Chief exec’s crowd-pleaser didn’t go down at all well

Orange has been caught in a political storm after trying to stop Israeli mobile network Partner Communications from using its name.

The company uses the brand because it received funding from, but was not owned by, Hutchison Whampoa, which launched the Orange brand in the UK several years ago.

When Orange (then the UK's third-largest operator) was sold to German conglomerate Mannesmann (in a $33bn cash and stock deal) the Israeli network was not part of the arrangement.

Mannesmann was subsequently bought by Vodafone, which then had the regulatory inconvenience of owning two UK mobile networks. This required Vodafone to dispose of Orange, which it did to France Telecom.

Hutchison Whampoa subsequently sold its shareholding in Partner, with the result that the Israeli network has very little to do with the French one with which it shares its name.

This would be uncomfortable in the best of circumstances – and has now been agitated by Orange chief executive Stéphane Richard telling a press conference in Cairo that he wanted to pull the name from the Israeli network to enhance Orange's reputation with Arab nations.

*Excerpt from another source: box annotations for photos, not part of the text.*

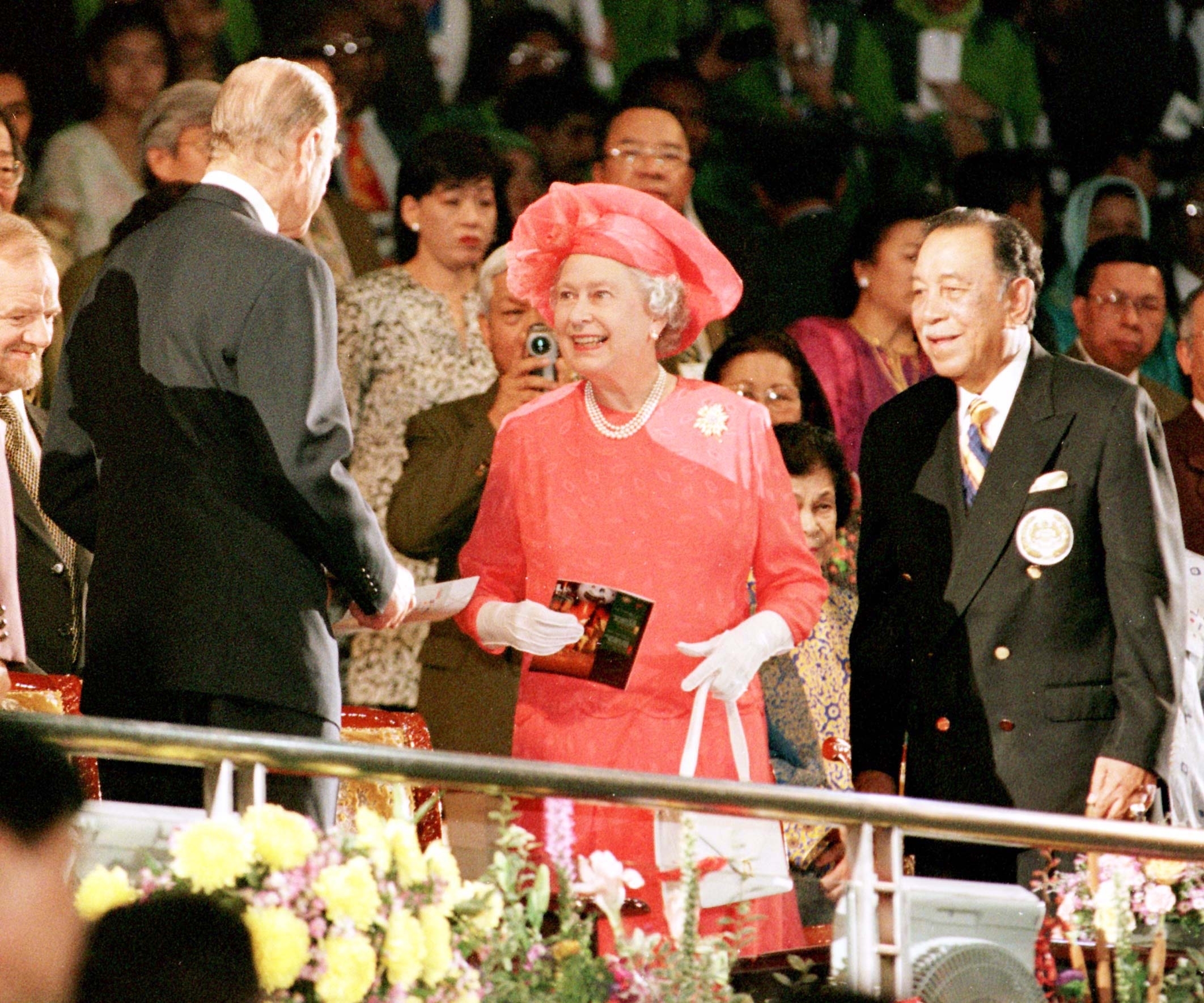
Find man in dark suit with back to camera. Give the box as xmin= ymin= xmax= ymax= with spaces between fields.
xmin=41 ymin=59 xmax=413 ymax=825
xmin=850 ymin=208 xmax=1185 ymax=882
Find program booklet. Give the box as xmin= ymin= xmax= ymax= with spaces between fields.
xmin=531 ymin=581 xmax=652 ymax=690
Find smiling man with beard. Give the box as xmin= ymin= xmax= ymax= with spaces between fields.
xmin=850 ymin=208 xmax=1184 ymax=883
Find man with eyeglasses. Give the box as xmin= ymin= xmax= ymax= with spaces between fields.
xmin=593 ymin=108 xmax=693 ymax=213
xmin=1066 ymin=236 xmax=1187 ymax=421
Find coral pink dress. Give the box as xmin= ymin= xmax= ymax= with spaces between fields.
xmin=457 ymin=379 xmax=827 ymax=954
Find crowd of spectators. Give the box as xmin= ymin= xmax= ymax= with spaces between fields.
xmin=7 ymin=0 xmax=1204 ymax=939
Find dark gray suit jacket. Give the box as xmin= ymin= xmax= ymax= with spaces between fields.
xmin=17 ymin=403 xmax=91 ymax=673
xmin=388 ymin=383 xmax=522 ymax=755
xmin=850 ymin=344 xmax=1185 ymax=814
xmin=41 ymin=184 xmax=397 ymax=723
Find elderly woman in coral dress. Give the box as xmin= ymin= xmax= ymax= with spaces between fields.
xmin=457 ymin=184 xmax=827 ymax=954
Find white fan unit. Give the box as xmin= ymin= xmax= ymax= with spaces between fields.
xmin=912 ymin=937 xmax=1045 ymax=1003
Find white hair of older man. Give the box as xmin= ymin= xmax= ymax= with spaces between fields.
xmin=212 ymin=57 xmax=336 ymax=168
xmin=477 ymin=243 xmax=511 ymax=306
xmin=138 ymin=81 xmax=222 ymax=159
xmin=0 ymin=212 xmax=52 ymax=265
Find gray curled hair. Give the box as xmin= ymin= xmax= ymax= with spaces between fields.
xmin=628 ymin=265 xmax=690 ymax=355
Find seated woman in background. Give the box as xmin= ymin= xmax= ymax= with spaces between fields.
xmin=761 ymin=425 xmax=857 ymax=925
xmin=702 ymin=333 xmax=832 ymax=430
xmin=786 ymin=204 xmax=933 ymax=469
xmin=33 ymin=3 xmax=171 ymax=257
xmin=338 ymin=129 xmax=502 ymax=707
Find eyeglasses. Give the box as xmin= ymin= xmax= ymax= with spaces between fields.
xmin=605 ymin=146 xmax=690 ymax=170
xmin=509 ymin=42 xmax=569 ymax=74
xmin=0 ymin=160 xmax=26 ymax=189
xmin=319 ymin=35 xmax=372 ymax=59
xmin=728 ymin=383 xmax=800 ymax=408
xmin=1091 ymin=289 xmax=1167 ymax=315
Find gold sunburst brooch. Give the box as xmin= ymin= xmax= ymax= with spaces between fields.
xmin=693 ymin=405 xmax=727 ymax=438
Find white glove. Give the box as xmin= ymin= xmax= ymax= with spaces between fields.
xmin=678 ymin=610 xmax=795 ymax=701
xmin=477 ymin=598 xmax=585 ymax=655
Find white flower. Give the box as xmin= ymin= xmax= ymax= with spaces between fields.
xmin=1145 ymin=885 xmax=1175 ymax=916
xmin=573 ymin=850 xmax=644 ymax=922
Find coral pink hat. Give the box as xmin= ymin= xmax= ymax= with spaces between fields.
xmin=507 ymin=182 xmax=744 ymax=358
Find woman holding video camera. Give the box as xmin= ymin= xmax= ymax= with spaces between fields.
xmin=338 ymin=129 xmax=501 ymax=705
xmin=457 ymin=184 xmax=827 ymax=954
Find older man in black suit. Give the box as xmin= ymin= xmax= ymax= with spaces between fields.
xmin=851 ymin=210 xmax=1184 ymax=882
xmin=41 ymin=59 xmax=413 ymax=824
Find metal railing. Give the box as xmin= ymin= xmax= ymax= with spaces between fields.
xmin=16 ymin=714 xmax=1204 ymax=998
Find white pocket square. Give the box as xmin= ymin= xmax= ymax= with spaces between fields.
xmin=1028 ymin=469 xmax=1070 ymax=495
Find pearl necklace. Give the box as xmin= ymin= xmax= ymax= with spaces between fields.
xmin=585 ymin=366 xmax=669 ymax=438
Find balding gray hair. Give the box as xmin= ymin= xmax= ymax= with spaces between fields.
xmin=1175 ymin=285 xmax=1204 ymax=341
xmin=0 ymin=212 xmax=53 ymax=264
xmin=212 ymin=57 xmax=336 ymax=170
xmin=477 ymin=243 xmax=511 ymax=307
xmin=138 ymin=81 xmax=222 ymax=160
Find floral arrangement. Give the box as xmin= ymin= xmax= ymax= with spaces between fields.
xmin=1040 ymin=854 xmax=1204 ymax=1003
xmin=75 ymin=798 xmax=738 ymax=1003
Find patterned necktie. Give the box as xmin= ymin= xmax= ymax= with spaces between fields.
xmin=962 ymin=397 xmax=994 ymax=508
xmin=0 ymin=395 xmax=77 ymax=607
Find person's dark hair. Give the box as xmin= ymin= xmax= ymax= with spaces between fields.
xmin=76 ymin=892 xmax=261 ymax=1003
xmin=457 ymin=9 xmax=586 ymax=105
xmin=105 ymin=181 xmax=193 ymax=254
xmin=0 ymin=715 xmax=83 ymax=845
xmin=925 ymin=206 xmax=1045 ymax=306
xmin=1074 ymin=234 xmax=1171 ymax=296
xmin=749 ymin=125 xmax=845 ymax=207
xmin=702 ymin=332 xmax=836 ymax=431
xmin=83 ymin=2 xmax=176 ymax=67
xmin=619 ymin=59 xmax=707 ymax=111
xmin=392 ymin=129 xmax=507 ymax=261
xmin=497 ymin=77 xmax=609 ymax=139
xmin=953 ymin=149 xmax=1041 ymax=215
xmin=773 ymin=421 xmax=853 ymax=528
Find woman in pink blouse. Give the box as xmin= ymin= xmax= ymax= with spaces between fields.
xmin=457 ymin=184 xmax=827 ymax=954
xmin=786 ymin=205 xmax=932 ymax=469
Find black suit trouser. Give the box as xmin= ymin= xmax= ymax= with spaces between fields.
xmin=84 ymin=686 xmax=338 ymax=828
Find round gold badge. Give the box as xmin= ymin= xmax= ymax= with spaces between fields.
xmin=1016 ymin=508 xmax=1074 ymax=566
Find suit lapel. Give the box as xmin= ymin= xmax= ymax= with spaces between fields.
xmin=9 ymin=402 xmax=61 ymax=556
xmin=945 ymin=343 xmax=1074 ymax=616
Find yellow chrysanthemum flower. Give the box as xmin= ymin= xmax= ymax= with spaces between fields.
xmin=1142 ymin=857 xmax=1187 ymax=885
xmin=355 ymin=807 xmax=392 ymax=875
xmin=242 ymin=905 xmax=310 ymax=992
xmin=313 ymin=857 xmax=380 ymax=929
xmin=242 ymin=805 xmax=318 ymax=870
xmin=171 ymin=816 xmax=255 ymax=892
xmin=313 ymin=933 xmax=377 ymax=1003
xmin=418 ymin=905 xmax=452 ymax=986
xmin=75 ymin=865 xmax=138 ymax=922
xmin=385 ymin=819 xmax=426 ymax=887
xmin=380 ymin=907 xmax=426 ymax=986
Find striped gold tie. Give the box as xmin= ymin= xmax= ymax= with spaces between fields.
xmin=0 ymin=393 xmax=79 ymax=656
xmin=962 ymin=397 xmax=994 ymax=508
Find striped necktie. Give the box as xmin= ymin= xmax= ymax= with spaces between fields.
xmin=962 ymin=397 xmax=994 ymax=508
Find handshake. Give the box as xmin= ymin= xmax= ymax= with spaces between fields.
xmin=477 ymin=600 xmax=795 ymax=701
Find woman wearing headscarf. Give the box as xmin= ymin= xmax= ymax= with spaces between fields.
xmin=1040 ymin=175 xmax=1184 ymax=392
xmin=457 ymin=184 xmax=827 ymax=954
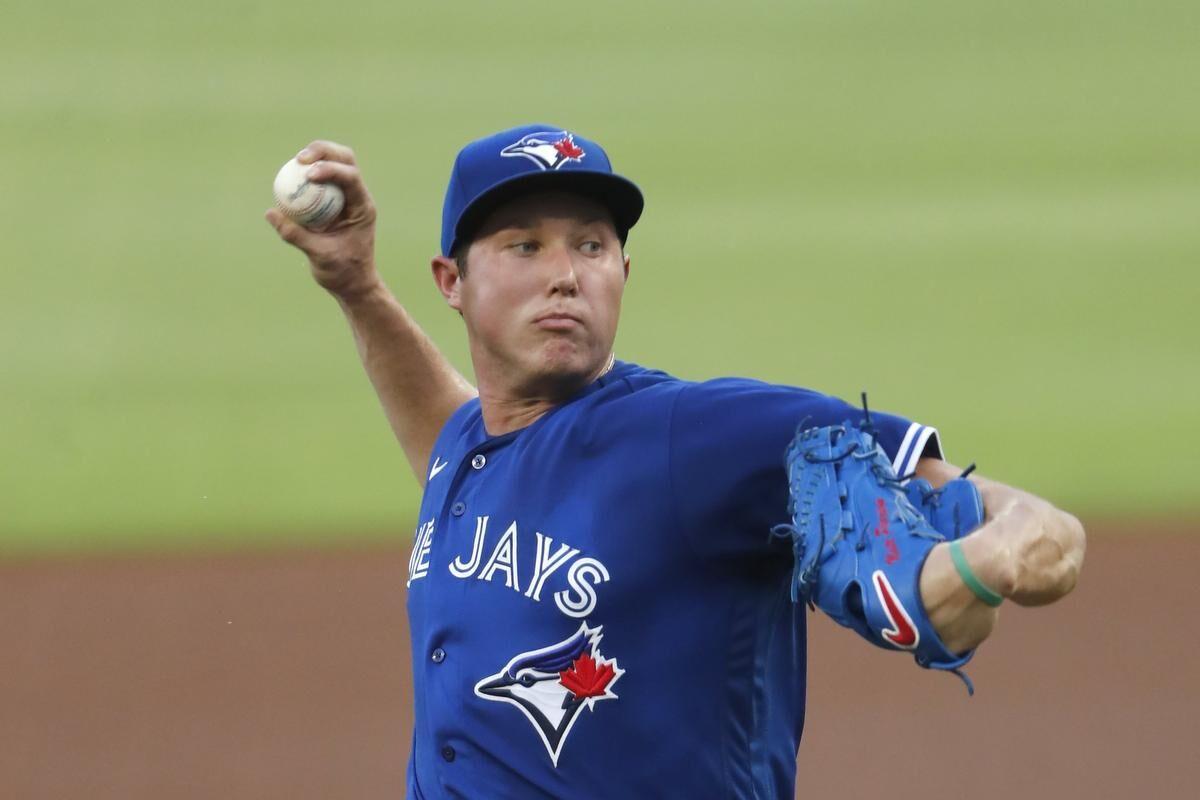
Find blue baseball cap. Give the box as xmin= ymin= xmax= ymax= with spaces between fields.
xmin=442 ymin=125 xmax=644 ymax=255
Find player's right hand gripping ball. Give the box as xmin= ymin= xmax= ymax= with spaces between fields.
xmin=775 ymin=422 xmax=983 ymax=690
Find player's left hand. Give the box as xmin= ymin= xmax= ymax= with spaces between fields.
xmin=266 ymin=140 xmax=382 ymax=301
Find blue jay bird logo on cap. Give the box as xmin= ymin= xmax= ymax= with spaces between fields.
xmin=475 ymin=622 xmax=625 ymax=766
xmin=500 ymin=131 xmax=587 ymax=169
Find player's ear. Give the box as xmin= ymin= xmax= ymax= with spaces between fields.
xmin=430 ymin=255 xmax=462 ymax=314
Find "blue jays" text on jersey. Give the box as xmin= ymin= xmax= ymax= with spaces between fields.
xmin=408 ymin=361 xmax=940 ymax=800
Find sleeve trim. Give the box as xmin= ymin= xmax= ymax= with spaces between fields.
xmin=892 ymin=422 xmax=942 ymax=477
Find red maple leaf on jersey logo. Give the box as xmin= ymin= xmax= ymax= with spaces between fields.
xmin=554 ymin=136 xmax=583 ymax=158
xmin=558 ymin=652 xmax=613 ymax=700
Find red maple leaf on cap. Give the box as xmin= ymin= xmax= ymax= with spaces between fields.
xmin=554 ymin=136 xmax=583 ymax=158
xmin=558 ymin=652 xmax=613 ymax=700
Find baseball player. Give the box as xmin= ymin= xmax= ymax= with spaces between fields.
xmin=268 ymin=125 xmax=1085 ymax=800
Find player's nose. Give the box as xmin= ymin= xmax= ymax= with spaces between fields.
xmin=546 ymin=245 xmax=580 ymax=296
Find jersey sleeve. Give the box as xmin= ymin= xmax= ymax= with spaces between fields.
xmin=667 ymin=378 xmax=942 ymax=554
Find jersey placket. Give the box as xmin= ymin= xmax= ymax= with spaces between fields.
xmin=420 ymin=433 xmax=515 ymax=787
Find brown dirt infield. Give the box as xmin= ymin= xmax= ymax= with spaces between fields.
xmin=0 ymin=523 xmax=1200 ymax=800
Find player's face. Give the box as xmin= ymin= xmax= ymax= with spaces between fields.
xmin=450 ymin=193 xmax=629 ymax=392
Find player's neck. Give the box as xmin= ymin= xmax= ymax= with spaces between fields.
xmin=476 ymin=356 xmax=613 ymax=437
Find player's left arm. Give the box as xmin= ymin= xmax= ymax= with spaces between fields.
xmin=917 ymin=458 xmax=1086 ymax=652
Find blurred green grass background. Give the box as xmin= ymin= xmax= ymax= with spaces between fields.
xmin=0 ymin=0 xmax=1200 ymax=553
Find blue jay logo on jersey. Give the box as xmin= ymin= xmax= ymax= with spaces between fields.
xmin=500 ymin=131 xmax=587 ymax=169
xmin=475 ymin=622 xmax=625 ymax=768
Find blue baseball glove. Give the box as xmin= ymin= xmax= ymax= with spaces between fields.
xmin=774 ymin=415 xmax=983 ymax=693
xmin=904 ymin=464 xmax=984 ymax=541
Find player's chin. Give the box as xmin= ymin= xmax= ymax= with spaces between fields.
xmin=535 ymin=336 xmax=607 ymax=384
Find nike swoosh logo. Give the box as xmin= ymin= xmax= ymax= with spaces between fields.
xmin=871 ymin=570 xmax=920 ymax=650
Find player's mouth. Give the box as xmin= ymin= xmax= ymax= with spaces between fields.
xmin=533 ymin=311 xmax=583 ymax=331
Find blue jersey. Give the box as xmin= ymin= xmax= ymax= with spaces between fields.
xmin=408 ymin=361 xmax=940 ymax=800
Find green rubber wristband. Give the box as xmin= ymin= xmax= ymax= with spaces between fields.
xmin=950 ymin=540 xmax=1004 ymax=608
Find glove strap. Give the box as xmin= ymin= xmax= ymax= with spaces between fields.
xmin=950 ymin=540 xmax=1004 ymax=608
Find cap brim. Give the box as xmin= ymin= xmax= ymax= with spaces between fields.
xmin=443 ymin=169 xmax=646 ymax=255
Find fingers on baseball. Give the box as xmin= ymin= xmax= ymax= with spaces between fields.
xmin=308 ymin=161 xmax=370 ymax=209
xmin=296 ymin=139 xmax=355 ymax=164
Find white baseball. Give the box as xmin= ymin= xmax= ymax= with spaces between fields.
xmin=275 ymin=158 xmax=346 ymax=228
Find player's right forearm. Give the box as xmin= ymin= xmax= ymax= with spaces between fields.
xmin=337 ymin=283 xmax=475 ymax=486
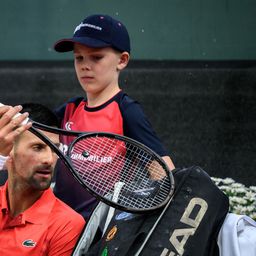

He is reported to have said: “I am ready to abandon this tomorrow morning, but the point is that I want to secure the legal risk for the company. I want to terminate this ... but I don’t want to expose Orange to a level of risk and of penalties that could be really sizable for the company.”

With the French government owning 25 per cent of the company, a diplomatic incident ensued, with Israeli PM Benjamin “Bibi” Netanyahu calling on the French government to “publicly repudiate the miserable statement and miserable action by a company that is under its partial ownership".

Richard apologised for the comments and travelled to Israel to build bridges. The Jewish Press reported that the French government was under pressure from anti-Israel groups to sever Orange's relationship with Partner because the Israeli firm provided mobile services in Israeli settlements and sponsored IDF units – a common practice for Israeli businesses.

But after all that, it seems that Richard has now got his way, with a €90m deal to bring the (now seemingly troubled) arrangement to an end, eventually.

Orange will initially pay Partner €40m for a “detailed market study” to assess the damage caused by Stephane's comments, with Partner having the option to terminate the current brand licensing agreement within 12 months.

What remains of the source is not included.